The research, led by Ames Laboratory physicist Ruslan Prozorov, has shown that electron pairing in iron-arsenides is likely to be very different when compared to other types of known superconductors. In superconducting materials, electrons form pairs, called Cooper pairs, below a critical temperature and these electron pairs behave identically. The collective flow of Cooper pairs results in the most famous feature of a superconductor and the feature that draws the most interest in terms of energy efficiency: the flow of electrical current without any measurable loss of energy, or true zero resistance.
However, superconductors also have another inherent characteristic that distinguishes them from a perfect metal.
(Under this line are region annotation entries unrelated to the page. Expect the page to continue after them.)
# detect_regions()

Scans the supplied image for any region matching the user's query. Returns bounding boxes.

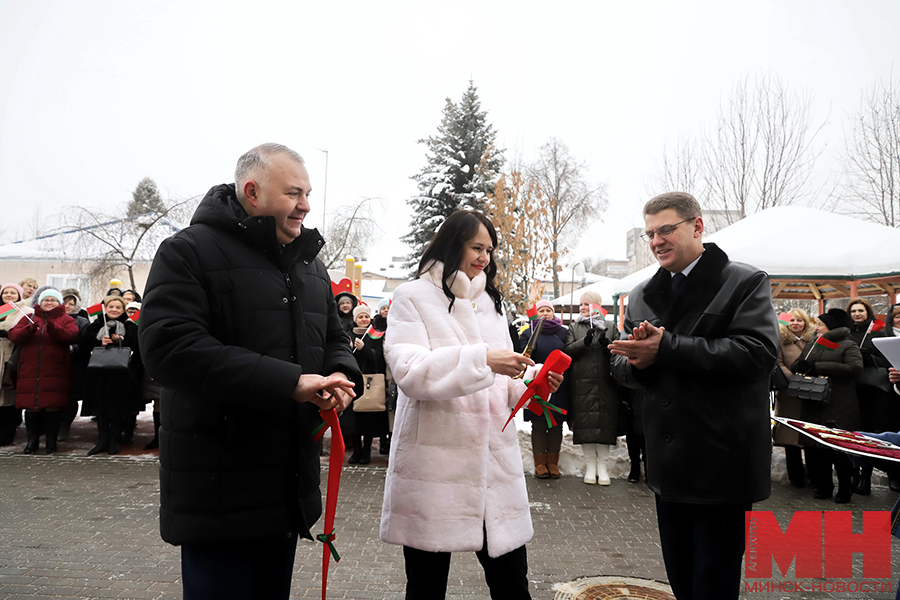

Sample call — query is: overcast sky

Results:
[0,0,900,258]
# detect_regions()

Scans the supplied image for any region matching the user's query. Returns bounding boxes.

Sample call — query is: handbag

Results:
[856,367,893,394]
[88,342,131,370]
[784,373,831,404]
[353,373,386,412]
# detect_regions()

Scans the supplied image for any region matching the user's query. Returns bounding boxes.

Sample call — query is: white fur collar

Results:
[422,261,487,300]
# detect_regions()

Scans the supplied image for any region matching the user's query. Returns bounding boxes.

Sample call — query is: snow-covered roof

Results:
[613,206,900,294]
[0,219,179,262]
[550,273,620,306]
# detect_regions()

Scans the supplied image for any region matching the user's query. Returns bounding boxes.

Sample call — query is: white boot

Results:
[581,444,597,485]
[595,444,609,485]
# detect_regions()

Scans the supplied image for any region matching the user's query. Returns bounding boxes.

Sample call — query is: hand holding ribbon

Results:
[501,350,572,431]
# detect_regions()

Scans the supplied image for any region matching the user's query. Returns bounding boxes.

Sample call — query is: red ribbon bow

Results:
[313,408,345,600]
[500,350,572,431]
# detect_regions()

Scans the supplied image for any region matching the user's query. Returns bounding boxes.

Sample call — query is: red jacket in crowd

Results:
[9,305,78,410]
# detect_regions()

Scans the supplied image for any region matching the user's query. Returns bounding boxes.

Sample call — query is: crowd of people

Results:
[0,144,900,600]
[0,279,159,455]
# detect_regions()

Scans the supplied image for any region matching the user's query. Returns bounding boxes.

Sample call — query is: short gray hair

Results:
[234,142,304,200]
[644,192,703,219]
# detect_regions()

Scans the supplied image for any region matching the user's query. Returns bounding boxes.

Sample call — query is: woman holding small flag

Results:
[381,211,562,600]
[519,300,569,479]
[772,308,816,488]
[566,292,624,485]
[9,288,78,454]
[79,296,138,456]
[847,298,898,496]
[347,304,388,465]
[0,283,33,446]
[791,308,863,504]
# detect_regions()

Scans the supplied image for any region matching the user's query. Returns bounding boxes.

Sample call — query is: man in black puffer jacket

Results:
[140,144,362,598]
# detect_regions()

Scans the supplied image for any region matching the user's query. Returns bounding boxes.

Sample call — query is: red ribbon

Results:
[313,408,345,600]
[500,350,572,431]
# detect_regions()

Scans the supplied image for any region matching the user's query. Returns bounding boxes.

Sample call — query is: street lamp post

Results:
[569,262,584,325]
[316,148,328,237]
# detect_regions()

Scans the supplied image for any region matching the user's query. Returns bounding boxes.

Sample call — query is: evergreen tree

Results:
[403,81,503,268]
[126,177,166,218]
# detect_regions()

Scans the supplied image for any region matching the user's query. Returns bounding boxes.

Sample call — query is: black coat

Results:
[791,327,863,431]
[612,244,779,504]
[140,185,362,544]
[350,331,391,437]
[565,321,622,444]
[78,312,143,419]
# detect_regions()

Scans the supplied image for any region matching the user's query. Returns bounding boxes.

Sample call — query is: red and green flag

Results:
[816,335,840,350]
[591,304,609,317]
[0,302,18,321]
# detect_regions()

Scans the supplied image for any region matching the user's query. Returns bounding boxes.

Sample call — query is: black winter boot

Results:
[144,412,159,450]
[88,417,110,456]
[25,410,44,454]
[106,419,122,454]
[853,467,872,496]
[0,406,22,446]
[44,412,62,454]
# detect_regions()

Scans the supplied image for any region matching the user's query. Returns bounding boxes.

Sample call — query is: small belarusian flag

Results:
[866,319,884,333]
[0,302,17,321]
[816,335,840,350]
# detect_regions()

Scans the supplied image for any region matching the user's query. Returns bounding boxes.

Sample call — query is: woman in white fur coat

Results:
[381,211,562,599]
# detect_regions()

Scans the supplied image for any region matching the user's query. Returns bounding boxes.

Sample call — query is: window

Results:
[47,275,91,300]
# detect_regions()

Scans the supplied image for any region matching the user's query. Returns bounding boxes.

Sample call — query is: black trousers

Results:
[656,496,752,600]
[181,534,297,600]
[806,446,854,494]
[403,539,531,600]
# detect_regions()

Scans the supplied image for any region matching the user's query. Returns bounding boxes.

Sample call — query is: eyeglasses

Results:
[641,217,697,242]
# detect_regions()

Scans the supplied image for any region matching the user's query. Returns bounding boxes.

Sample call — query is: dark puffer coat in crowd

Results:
[140,184,362,544]
[78,312,141,419]
[791,327,863,431]
[9,305,78,410]
[565,320,622,444]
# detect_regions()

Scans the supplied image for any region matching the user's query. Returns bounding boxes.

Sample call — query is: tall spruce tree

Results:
[402,81,503,268]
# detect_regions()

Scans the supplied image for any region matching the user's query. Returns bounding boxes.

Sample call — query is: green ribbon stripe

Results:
[316,529,341,562]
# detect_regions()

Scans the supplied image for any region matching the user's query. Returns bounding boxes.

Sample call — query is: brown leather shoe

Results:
[547,452,559,479]
[534,454,550,479]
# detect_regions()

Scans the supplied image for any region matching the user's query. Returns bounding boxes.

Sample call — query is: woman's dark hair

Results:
[846,298,875,321]
[416,210,503,314]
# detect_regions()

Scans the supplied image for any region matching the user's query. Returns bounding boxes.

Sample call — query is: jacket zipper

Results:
[34,322,47,409]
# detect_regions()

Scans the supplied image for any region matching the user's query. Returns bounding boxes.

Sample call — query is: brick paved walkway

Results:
[0,424,900,600]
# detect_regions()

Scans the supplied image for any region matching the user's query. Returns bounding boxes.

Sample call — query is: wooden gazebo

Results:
[614,206,900,326]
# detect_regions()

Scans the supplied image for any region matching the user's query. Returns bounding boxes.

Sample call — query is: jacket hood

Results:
[191,183,325,264]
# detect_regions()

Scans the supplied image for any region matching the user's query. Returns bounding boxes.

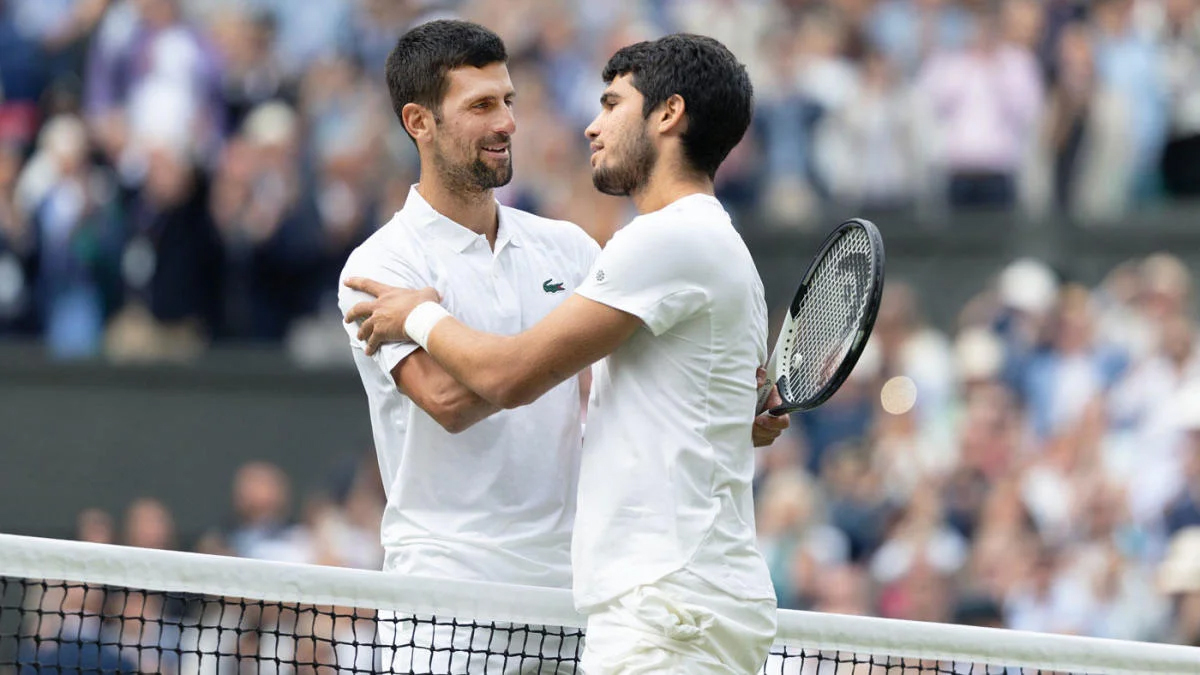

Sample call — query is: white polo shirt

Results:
[572,195,774,611]
[338,186,600,587]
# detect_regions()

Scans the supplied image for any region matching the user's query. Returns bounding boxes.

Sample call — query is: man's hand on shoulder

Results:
[346,276,442,356]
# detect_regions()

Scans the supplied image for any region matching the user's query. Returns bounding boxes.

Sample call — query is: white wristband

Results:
[404,300,450,350]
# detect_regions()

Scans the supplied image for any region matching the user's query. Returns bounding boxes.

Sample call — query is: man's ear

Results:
[653,94,688,133]
[400,103,437,141]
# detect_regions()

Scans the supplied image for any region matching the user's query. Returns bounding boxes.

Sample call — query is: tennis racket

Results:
[757,219,883,416]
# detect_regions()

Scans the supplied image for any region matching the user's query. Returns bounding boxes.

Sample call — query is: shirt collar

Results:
[401,184,521,253]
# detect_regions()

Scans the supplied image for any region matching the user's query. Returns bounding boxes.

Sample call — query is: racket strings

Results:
[785,229,874,401]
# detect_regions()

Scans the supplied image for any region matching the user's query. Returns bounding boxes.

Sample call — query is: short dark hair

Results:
[386,19,509,132]
[604,32,754,178]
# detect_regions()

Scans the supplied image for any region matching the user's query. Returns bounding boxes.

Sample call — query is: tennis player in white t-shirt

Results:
[347,35,786,675]
[338,20,600,674]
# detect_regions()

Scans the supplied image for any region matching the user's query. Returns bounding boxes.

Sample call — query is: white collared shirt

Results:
[338,186,600,587]
[571,195,774,611]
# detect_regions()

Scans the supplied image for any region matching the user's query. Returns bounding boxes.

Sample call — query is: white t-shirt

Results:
[338,186,600,587]
[571,195,774,611]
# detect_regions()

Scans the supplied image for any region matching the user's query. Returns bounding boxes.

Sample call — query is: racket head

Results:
[767,219,884,416]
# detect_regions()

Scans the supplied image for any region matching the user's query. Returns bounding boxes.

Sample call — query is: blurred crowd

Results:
[7,0,1200,662]
[756,255,1200,645]
[0,0,1200,360]
[49,253,1200,646]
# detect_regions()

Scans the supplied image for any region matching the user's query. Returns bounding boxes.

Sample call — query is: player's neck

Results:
[630,171,715,214]
[416,173,499,249]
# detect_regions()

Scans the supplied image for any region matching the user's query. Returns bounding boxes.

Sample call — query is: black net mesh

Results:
[779,227,875,404]
[0,577,1108,675]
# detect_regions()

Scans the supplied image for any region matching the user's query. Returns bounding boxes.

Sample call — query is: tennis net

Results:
[0,534,1200,675]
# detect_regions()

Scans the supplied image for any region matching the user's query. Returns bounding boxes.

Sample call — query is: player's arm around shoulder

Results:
[337,251,499,434]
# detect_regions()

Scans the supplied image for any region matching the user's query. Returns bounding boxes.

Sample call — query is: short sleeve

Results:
[337,249,430,376]
[575,226,600,288]
[576,220,712,335]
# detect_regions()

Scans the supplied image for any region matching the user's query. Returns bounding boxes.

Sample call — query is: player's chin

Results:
[592,167,630,197]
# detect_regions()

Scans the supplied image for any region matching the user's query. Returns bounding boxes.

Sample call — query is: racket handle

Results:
[754,378,775,416]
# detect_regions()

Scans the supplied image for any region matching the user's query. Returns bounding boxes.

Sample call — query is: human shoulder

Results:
[500,205,600,255]
[608,196,737,258]
[341,211,418,281]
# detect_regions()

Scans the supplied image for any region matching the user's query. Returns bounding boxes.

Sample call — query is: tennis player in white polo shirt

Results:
[338,20,600,673]
[347,35,786,675]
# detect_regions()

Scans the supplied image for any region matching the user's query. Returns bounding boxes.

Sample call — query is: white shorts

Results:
[376,611,581,675]
[581,571,775,675]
Unlike perfect metals, superconductors expel a weak magnetic field from their interiors no matter whether they are cooled in a magnetic field or whether the magnetic field is applied after cooling. In either case, a weak magnetic field penetrates only a narrow region at a superconductor’s surface. The depth of this region is known as the London penetration depth.
“The change of the London penetration depth with temperature is directly related to the structure of the so-called superconducting gap, which in turn depends on the microscopic mechanism of how electron pairs are formed,” said Prozorov. “London penetration depth is one of the primary experimentally measurable quantities in superconductor studies.”
The variation of the London penetration depth with temperature depends on the superconducting gap structure and is already generally agreed upon in most other known classes of superconductors. In conventional superconductors – the class made up of periodic table elements, including lead and niobium – this dependence is exponential at low temperatures. In the high-temperature cuprate superconductors, the relationship is linear, and in magnesium-diboride superconductors the dependence is exponential, but requires two distinct superconducting gaps to explain the data in a full temperature range.
In contrast, the Ames Laboratory research group, which includes physicists Ruslan Prozorov and Makariy Tanatar, postdoctoral researcher Catalin Martin, and graduate students, Ryan Gordon, Matt Vannette and Hyunsoo Kim, found that iron-arsenide superconductors exhibit a power-law – almost quadratic – temperature variation of penetration depth. The team’s results were published in the March 27 issue of Physical Review Letters and the March 24 issue of Physical Review B: Rapid Communications.